The disappearance of peer-to-peer loans has a moral


Zopa, backed by SoftBank, and LendingClub, which is priced at $ 3 billion, are some of the companies that allow individuals to lend directly to SMEs or consumers. By dispensing with costly bank branches, they hoped to offer investors higher rates, while providing borrowers with quick and competitively priced loans. Individuals contributed over $ 1 billion per year to the LendingClub platform in 2015-17. But after having bought a bank in 2020, the American group no longer accepts retail money between individuals. British company Zopa will also focus on banking.

While the pandemic didn’t help, institutional investors had already started moving retail money to some platforms. Attracting people requires expensive advertising, and customers can only invest a few thousand dollars at a time. Hedge funds and insurers often sign multi-million dollar loan agreements.

Then there are the regulators. Following LendingClub’s purchase of a bank, they said it should reserve capital against P2P (peer-to-peer) lending even after transferring exposure to investors. It destroyed profitability. Zopa’s lenders had to pass knowledge tests, and few passed them. The lesson for fintech, especially cryptocurrencies, is that regulators can make life difficult for companies trying to create a new asset class.

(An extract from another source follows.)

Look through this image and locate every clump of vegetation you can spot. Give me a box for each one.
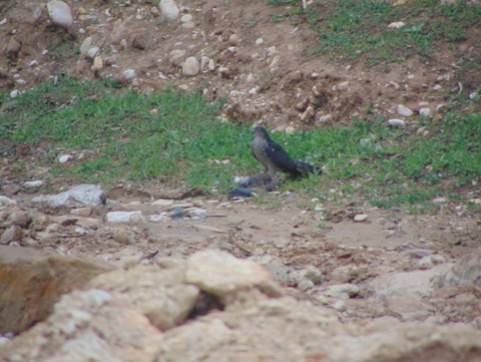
[1,76,480,210]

Also, don’t forget that it’s hard to beat the banks. P2P pioneers speculated that they would eventually match their funding costs. It was always going to be difficult. Since banks finance most of their balance sheets with deposits, their total costs are very low. Instead, Zopa’s lenders charged 4%. This matters for companies like Affirm and Afterpay, which rely on wholesale funding. When rates rise, these costs tend to rise faster than deposit rates, allowing lenders to fight back with their own installment loans. Making stylish websites is possible; Another thing is that the loans are cheaper.